The management of Liverpool Football Club have just reversed their earlier decision to furlough its background staff during the Covid-19 lockdown, apologising for this great error to the fans and past players who’d caused a ruckus over what they’d seen as being un-Liverpool.
I don’t know whether Seth Godin knew of this story when he wrote about the lifelong fan:
It turns out that the name of the team (and the other fans) are a much more important part of our narrative than we realise. Part of being a fan isn’t insisting that your team win every game – in fact, being a fan is defined as showing up even when you’re losing, even when the leaders are wrong, even when logic dictates that this makes no sense at all. Once you realise that being a fan is an important part of your self-worth, the most generous thing you can do is speak up when management is about to do something stupid. Because when the fans speak up, it’s possible that leadership listens.*
Like the Ship of Theseus, since Liverpool’s founding in 1892, the ground, the players, the managers, the chairmen, the background staff and the fans have changed many times over. Yet there’s a deeper truth that lives on through all of these changes for the fans and past players, a truth that needs to be preserved – though it is also a truth that has needed all of those years to grow and develop.

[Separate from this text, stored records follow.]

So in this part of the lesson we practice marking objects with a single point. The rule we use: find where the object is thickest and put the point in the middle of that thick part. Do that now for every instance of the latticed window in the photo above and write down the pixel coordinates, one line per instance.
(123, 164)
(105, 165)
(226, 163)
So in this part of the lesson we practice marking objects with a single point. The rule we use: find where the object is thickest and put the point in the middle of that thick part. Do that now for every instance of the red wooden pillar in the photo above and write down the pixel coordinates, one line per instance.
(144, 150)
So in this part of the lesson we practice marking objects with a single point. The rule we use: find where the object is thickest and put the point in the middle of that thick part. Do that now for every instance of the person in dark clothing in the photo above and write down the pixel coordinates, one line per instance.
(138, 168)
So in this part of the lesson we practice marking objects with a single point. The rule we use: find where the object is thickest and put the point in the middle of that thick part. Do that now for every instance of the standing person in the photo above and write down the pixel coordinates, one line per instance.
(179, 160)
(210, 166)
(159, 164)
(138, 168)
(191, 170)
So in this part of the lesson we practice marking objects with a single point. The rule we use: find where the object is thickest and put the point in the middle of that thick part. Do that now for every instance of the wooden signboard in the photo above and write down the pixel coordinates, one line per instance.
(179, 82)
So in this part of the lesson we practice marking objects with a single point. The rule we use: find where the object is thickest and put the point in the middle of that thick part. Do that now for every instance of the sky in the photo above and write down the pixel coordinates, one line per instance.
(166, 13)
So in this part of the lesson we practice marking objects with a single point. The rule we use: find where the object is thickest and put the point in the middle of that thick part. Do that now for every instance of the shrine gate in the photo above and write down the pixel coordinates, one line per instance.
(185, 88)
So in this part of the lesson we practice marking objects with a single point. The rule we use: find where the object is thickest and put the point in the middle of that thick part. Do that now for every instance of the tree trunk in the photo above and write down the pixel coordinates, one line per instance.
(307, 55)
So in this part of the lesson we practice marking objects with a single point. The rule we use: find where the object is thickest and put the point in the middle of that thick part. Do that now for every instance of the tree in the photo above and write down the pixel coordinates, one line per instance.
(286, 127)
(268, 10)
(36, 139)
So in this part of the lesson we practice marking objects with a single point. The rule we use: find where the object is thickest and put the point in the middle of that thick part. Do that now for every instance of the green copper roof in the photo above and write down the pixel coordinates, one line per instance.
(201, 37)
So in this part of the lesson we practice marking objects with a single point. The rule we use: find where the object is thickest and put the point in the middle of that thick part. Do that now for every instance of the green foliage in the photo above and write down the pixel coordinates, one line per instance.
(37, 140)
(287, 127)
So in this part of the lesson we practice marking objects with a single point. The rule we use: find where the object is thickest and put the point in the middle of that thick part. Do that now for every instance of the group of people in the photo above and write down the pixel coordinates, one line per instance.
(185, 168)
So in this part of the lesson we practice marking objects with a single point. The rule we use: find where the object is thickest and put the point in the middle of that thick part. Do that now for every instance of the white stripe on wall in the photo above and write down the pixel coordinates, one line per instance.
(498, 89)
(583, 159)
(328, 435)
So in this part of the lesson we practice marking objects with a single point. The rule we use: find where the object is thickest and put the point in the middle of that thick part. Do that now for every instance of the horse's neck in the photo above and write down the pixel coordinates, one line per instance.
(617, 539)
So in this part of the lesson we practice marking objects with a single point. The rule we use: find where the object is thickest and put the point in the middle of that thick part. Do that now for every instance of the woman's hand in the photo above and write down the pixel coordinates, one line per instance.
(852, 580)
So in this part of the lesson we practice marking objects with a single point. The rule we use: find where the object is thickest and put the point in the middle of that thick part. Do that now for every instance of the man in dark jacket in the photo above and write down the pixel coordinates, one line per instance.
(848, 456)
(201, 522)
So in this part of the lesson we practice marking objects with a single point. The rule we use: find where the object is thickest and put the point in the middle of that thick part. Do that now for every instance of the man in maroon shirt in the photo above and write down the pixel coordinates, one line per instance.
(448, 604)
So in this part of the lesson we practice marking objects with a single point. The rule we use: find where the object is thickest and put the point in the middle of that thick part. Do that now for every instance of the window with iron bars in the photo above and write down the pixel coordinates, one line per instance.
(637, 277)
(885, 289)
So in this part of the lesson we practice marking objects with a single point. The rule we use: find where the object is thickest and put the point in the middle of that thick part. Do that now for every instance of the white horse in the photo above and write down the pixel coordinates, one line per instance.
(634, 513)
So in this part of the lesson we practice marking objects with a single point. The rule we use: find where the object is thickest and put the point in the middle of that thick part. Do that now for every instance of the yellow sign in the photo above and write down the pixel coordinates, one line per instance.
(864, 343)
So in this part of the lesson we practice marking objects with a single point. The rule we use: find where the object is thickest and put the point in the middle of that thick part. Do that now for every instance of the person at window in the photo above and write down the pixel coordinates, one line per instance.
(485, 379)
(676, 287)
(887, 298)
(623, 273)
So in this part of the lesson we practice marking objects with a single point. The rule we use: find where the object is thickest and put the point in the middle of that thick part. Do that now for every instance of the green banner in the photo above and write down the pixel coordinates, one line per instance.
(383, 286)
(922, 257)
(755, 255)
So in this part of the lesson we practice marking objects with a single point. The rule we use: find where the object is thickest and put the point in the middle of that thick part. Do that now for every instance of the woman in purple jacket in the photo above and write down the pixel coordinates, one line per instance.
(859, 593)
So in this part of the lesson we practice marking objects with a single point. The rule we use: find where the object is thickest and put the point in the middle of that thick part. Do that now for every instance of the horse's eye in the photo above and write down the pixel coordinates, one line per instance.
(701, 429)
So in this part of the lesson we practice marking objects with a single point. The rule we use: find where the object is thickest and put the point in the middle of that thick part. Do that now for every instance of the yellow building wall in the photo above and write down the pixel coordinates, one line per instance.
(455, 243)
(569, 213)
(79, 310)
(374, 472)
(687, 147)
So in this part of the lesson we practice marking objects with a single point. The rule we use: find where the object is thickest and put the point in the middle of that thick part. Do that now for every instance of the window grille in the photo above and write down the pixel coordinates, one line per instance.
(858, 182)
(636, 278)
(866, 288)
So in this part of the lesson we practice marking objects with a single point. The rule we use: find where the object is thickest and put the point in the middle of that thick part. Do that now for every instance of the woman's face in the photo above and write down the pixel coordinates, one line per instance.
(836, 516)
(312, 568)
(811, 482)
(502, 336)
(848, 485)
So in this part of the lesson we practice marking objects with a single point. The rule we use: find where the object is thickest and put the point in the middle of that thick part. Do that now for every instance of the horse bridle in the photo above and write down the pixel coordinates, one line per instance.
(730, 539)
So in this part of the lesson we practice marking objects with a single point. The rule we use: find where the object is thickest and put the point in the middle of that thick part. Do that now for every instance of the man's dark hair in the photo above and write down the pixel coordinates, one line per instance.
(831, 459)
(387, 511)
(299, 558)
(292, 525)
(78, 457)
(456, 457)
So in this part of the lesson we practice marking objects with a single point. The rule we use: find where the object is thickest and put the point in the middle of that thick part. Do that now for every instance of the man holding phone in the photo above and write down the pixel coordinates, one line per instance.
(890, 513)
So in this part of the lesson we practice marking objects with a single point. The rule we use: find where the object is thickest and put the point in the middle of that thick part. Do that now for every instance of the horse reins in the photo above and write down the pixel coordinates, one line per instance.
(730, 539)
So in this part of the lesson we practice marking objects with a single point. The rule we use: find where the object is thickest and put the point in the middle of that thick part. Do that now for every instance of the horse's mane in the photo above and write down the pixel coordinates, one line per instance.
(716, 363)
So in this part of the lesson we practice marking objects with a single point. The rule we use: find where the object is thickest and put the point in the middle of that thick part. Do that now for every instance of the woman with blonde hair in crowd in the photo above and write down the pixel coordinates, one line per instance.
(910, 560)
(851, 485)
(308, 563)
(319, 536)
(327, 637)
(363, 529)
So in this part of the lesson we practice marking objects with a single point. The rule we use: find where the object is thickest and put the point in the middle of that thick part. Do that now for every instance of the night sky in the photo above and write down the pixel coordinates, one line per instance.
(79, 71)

Everyone wants to stand for something that matters, a timeless truth, and perhaps the person who is to be most pitied is she or he without any truth to hold on to.
I also happened to read Seth Godin’s letter to young readers this morning:
Are the eggs of the purple unicorn edible? […] If they are edible, would you be willing to have a unicorn-egg omelette? Would that be right or fair or even delicious?**
Godin is catching my attention here because because of his highlighting of playful imagination as being so important for life. Although there are no unicorns, never mind purple ones – and do they lay eggs? – we need to employ huge amounts of imagination when it comes to the truths we live our lives by:
The thing about reading is that anything is possible. No special effects, no stunt men, If the writer can write it, it’s real. […] Discovering what’s possible is your job.**
The third element to these things comes from Cal Newport’s “grand gesture – deep action taken to ensure what we are working on gets done.
When we imaginatively play with our important truths through deep work new possibilities will emerge from the focus of purpose and energy, freeing our truth from time and circumstance so that it can grow and develop into the beautiful and practical expressions the world needs.